Theres Something About Mothers Day

I wrote a Mothers Day essay last year and if haven’t read it then maybe do that now because you’ll have a better understanding of what I write here today.


Read it? Okay great.

I was sitting in the back seat of a friends car the other day after picking Celest up from school when Mother’s Day came into the conversation. I got uneasy real fast. I sat there remembering when I wrote about how Mother’s Day was hard for me. Friends were reading then private messaging me letting me know they were thinking of me. I was not left out in the cold, people met me right there in the hurt and pain. Brutifal.

Celest took out the heavy binder she carries in her backpack to get some papers she had quickly drawn up for Mothers day and I sat there anticipating, teetering on the edges of despair and joy. She had a paper with a big heart smack dab in the middle of it with the words Happy Mothers Day written across it then at the bottom it said “To mom- From Celest”. I was hanging from the edge of despair trying to talk myself into feeling okay some damn how. It must have all shown on my face because she handed me some lose papers with hearts drawn on them except I laughed and told her that she had put “To Alison” at the bottom. Life can break your heart a thousand ways to Sunday a wise prophet once said or maybe that was Bradley cooper in the Silver Linings movie, whatever.
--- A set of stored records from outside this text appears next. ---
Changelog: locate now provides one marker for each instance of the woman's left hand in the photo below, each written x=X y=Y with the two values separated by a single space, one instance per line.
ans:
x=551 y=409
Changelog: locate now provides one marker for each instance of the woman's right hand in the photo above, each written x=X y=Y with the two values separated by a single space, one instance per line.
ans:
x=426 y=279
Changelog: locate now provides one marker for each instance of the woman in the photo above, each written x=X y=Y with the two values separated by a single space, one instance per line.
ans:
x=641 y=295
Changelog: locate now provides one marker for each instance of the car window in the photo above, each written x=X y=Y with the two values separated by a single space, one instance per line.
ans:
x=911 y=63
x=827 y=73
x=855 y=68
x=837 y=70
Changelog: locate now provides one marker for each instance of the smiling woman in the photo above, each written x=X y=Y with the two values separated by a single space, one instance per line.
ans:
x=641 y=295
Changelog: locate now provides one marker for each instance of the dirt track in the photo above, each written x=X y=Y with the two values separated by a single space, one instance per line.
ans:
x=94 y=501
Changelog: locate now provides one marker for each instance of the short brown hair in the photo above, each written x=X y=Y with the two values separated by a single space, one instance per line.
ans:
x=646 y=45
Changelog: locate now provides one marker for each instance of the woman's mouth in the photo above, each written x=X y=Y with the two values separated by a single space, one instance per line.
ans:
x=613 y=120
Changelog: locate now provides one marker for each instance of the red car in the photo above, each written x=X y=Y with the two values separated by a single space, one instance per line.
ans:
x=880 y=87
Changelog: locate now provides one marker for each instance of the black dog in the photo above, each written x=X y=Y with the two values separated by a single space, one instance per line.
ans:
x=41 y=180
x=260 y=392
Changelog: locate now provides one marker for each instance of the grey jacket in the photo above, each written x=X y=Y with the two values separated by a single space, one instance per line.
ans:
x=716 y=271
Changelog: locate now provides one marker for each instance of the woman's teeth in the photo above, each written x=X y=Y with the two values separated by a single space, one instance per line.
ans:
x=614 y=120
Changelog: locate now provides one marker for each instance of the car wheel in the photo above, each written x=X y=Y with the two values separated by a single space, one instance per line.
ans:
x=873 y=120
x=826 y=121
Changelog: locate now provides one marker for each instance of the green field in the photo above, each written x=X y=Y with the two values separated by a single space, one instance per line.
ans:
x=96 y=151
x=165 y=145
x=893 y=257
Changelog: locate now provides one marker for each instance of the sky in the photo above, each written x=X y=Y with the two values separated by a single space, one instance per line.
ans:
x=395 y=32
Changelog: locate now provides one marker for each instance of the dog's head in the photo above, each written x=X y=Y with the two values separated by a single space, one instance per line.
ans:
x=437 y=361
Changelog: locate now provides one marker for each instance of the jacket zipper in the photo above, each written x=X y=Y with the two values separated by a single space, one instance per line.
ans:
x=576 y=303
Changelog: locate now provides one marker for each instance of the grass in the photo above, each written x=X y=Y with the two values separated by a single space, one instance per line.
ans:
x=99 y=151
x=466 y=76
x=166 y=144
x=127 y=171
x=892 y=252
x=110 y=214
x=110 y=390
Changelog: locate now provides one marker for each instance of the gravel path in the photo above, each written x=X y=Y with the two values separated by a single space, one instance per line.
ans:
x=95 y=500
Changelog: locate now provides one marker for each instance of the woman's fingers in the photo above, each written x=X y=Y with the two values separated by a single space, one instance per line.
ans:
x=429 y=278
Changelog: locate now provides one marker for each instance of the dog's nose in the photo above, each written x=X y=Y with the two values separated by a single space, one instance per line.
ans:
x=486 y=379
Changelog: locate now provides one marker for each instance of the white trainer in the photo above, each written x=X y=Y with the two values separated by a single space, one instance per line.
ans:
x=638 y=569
As I felt myself getting into a bad mood I focused on the joy that being able to mother this child sitting beside me has brought to me. I focused on my breathing and the scenery just outside the window in hopes of settling down.

Earlier that day I had gotten into an argument just like I’ve done many times before with my mother. We have a very complicated relationship, her and I, that’s been strained and stretched by the chaos of life. Its been a couple years now where Mothers day is not only difficult because of my reasons with Celest but because the relationship with my mother has mostly been artificially forced. The shame that comes along with not wanting to celebrate her is real and very much alive. Don’t get me wrong, I love my mother, I do, and think shes an amazing woman but due to the intense situations life has put us through theres just not much left to uphold. We are only human and am grateful for what we do have but still I have the strong urge to hide under my blankets until all the commotion passes. Stuffing my face with pie sounds quite appealing too.

A couple minutes passed and Celest tapped me on the shoulder to show me another picture she had just drawn to give to mom. I smiled seeing that all that time we spent practicing her handwriting has paid off. Happy with my acknowledgment she continued drawing. When she finished she ripped out the paper then handed it to my mom. She then turned to me and asked me if I would like one and how could I turn those big dark brown eyes down. I drifted towards the window again when a little while later a paper was shoved into my hand. It was a big heart with an arrow through it. I turned to her and asked her why she hadn't written Happy Mother’s Day on it and she said "Oh" so nonchalantly didn't know whether to burst into tears or rip all my eye lashes off. She scribbled some words down, smiled then handed it back to me. Oh my, your heart would explode just as mine did by reading what she wrote at the bottom of that page.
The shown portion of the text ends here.